As hipérboles de Luciano Guerra, como as daqueles que falam do «catolicismo perseguido», da «inquisição laica» e da «intolerância ateia», não são mero terrorismo verbal. São também uma forma subtil de revisionismo histórico. Na realidade pretendem, simultaneamente, banalizar os horrores passados (e reais) da responsabilidade da instituição católica, e equivaler-lhes os «horrores» futuros (e fantasiados) que aqueles que a denunciam pretenderiam perpetrar.

Recordemos, a bem da memória histórica, o pogrom de Lisboa em 1506, que foi instigado por padres e em que terão perecido cerca de duas mil pessoas.

«E, por já nas ruas não acharem Cristãos-novos, foram assaltar as casas onde viviam e arrastavam-nos para as ruas, com os filhos, mulheres e filhas, e lançavam-nos de mistura, vivos e mortos, nas fogueiras, sem piedade. E era tamanha a crueldade que até executavam os meninos e (as próprias) crianças de berço, fendendo-os em pedaços ou esborrachando-os de arremesso contra as paredes

Entre as atrocidades reais cometidas em 1506, por católicos, e as atrocidades fantasiadas por Luciano Guerra, quase 500 anos depois, existem semelhanças perturbantes, que eu suspeito que são intencionais. Note-se que era a inquisição que esquartejava as suas vítimas.

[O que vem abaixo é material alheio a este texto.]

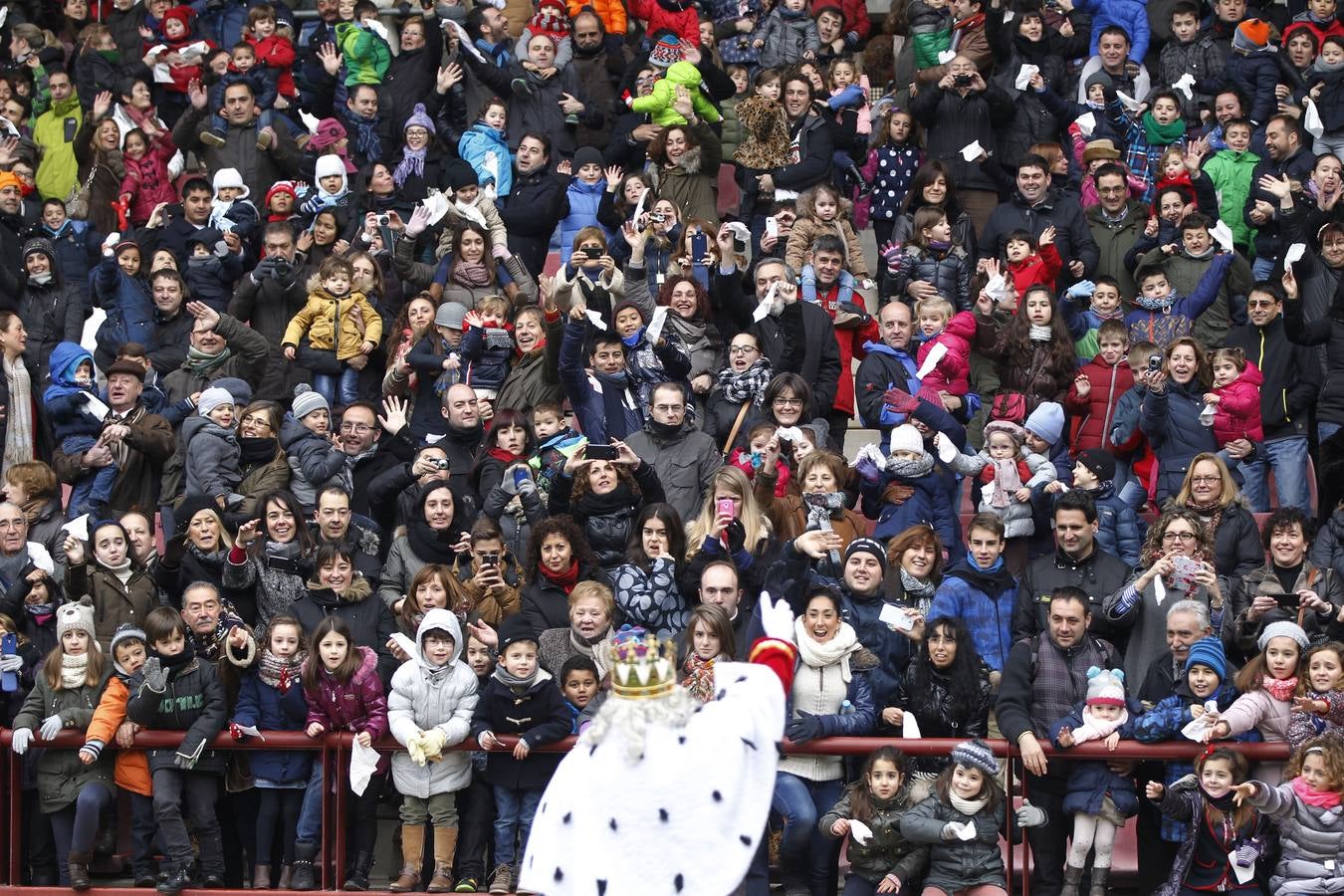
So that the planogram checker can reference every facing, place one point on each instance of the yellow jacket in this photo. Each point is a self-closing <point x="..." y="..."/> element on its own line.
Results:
<point x="319" y="318"/>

O revisionismo histórico, e a deturpação das palavras que o acompanha, devem ser confrontados com a realidade histórica. Em boa verdade, as piores ditaduras portuguesas tiveram sempre o apoio da ICAR, e os piores horrores que se verificaram em terras portuguesas foram perpetrados pela Inquisição. Jamais existiu uma «inquisição laica» e a tolerância religiosa foi imposta à ICAR a partir de fora. A insistência icaresca em ficcionar-se como uma instituição «perseguida» é parte da cultura católica do martírio, mas é também uma forma de revisionismo.

Convém, portanto, ter memória histórica e rigor nas palavras.